44.妃という名の生贄
あれから、どれだけ経ったのだろう。
罰や拷問のような物も無く、ただ一人……外に看守が一人いるだけの静かな地下で、無限にも思える時を、過ごしている。
どれだけ考えてもわからない。
善意で座席を変わった事が、国王様の命に背いた事になってしまった……そしてアザミ様はわざと……。
「食事だ」
一日に三度、出されるパンとスープ。
でも手をつける気になどなれない。
私は、どう在るべきなのか──深い悩みの底をただ、彷徨っていた。
「ここで待て」
どれだけ経ったのか……人のいないはずの地下に、低い声が響いて規則正しい足音が、ゆっくりと近付いてくる。
薄暗い空間に灯火が……そして、それは私の牢の前で止まった。
「国王様……」
裁きを受ける罪人のように、ひれ伏して頭を下げる。
「何も口にしないそうだな。パンとスープでは気に入らぬか」
「いえ……そのような気になれないのです。
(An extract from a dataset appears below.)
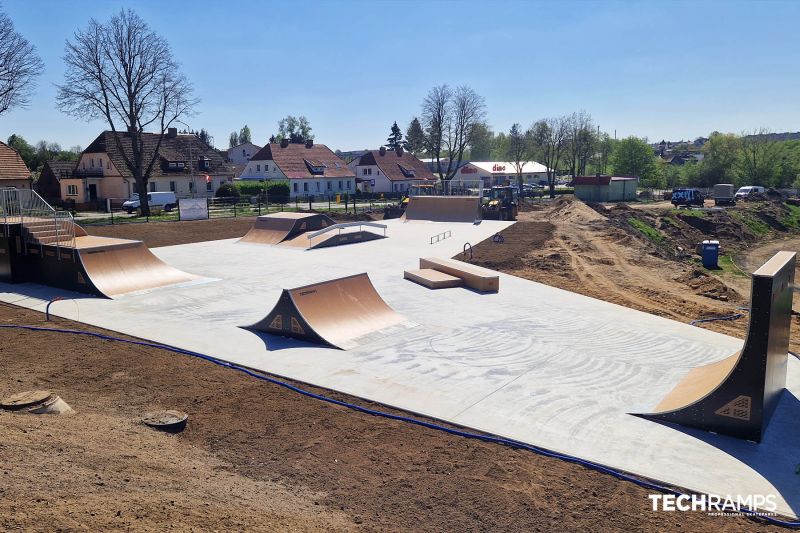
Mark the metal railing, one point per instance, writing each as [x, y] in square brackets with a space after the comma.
[441, 236]
[36, 216]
申し訳ございません」
「そうか……」
王は沈黙した。
右手で払う仕草をすると、看守と衛兵が出ていき、完全に国王と二人に。
「あのパンとスープは、私が国を継いだ頃よく口にしていたものだ……貧しく、滅びかけの国では明日のパンさえ手に入れるのは難しく、よくあれを食べながら奮起したものだ。必ず、強大な国にしてみせると」
私を投獄した王……でもその口調から、怒りは感じられない。
「バッカスを王にしなければならん、必ずだ」
「バッカス様を……王に……」
「あぁ、そうだ。この国は大きくなった。だが今は、あの頃以上に脆く……非常に危うい」
後継争いの事を言っているのだろう。
兄弟で争えば国は分断され、戦争となり多くの生命が失われる。
“もう誰も、亡くしたくない”
バッカス様の言葉が……胸に返ってくる。
「それで、人質を妃にされたのですね」
生贄……今やっとそう呼ばれた意味が腑に落ちた。
「やはり、想定以上に聡明なようだ。国の存続と幾千の民の生命の為……長幼之序に背いても、バッカスとその子孫に継がせねばならん。その為にバッカスを国内に留め、政治をさせ……数多の攻撃を受け止める存在が必要だ……例えその者が、過酷な道すがら生命を落としたとしても」
(この間のように……私が攻撃されていればバッカス様は無傷で済む……)
「幸い……注目はそなたに移っている。狙いはバッカスではなく妃に」
「それで、私を捕らえたのですね」
「あぁ……これで奴等の溜飲も少しは下がっただろう。この件はアザミの謝罪をもって終わり、大事には発展せぬはずだ」
「アザミ様が謝罪を……? 」
「あぁ、侍女がよくやる些細な嫌がらせ……挨拶代わりのつもりだろう」
「挨拶代わり……」
話はもう終わるのだろう。
衛兵を呼ばず、国王は自ら松明に手を伸ばす。
「……よくわかりました」
妃という座が飾りでない事はわかっていたつもりだけれど。
「国王様の御心に従います。ですが、犠牲になるつもりはありません」
私の宣言に国王は何も言わず、またゆっくりとした足取りで去っていった。
しばらくして──。
「皇太子妃様、お迎えに上がりました」
投獄されてから三日が経ったと、月華殿から迎えが来た。
「大変だったのですよ」
私がいない間の様子を、顔なじみの侍女が話してくれる。
「あら……」
侍女の視線の先、遠くに……懐かしい姿。
胸が高鳴り、優しい風が頬をそっとくすぐって気付く。
「バッカス様……」
彼を王に……その為には私が。
大股で近づいてくる、姿が徐々に鮮明になる。
恋しさと……愛おしさがこみ上げる。
(御守りしますわ……必ず)
覚悟は胸に秘め、心に向け呟く。
今までにない、力が湧くのを感じた。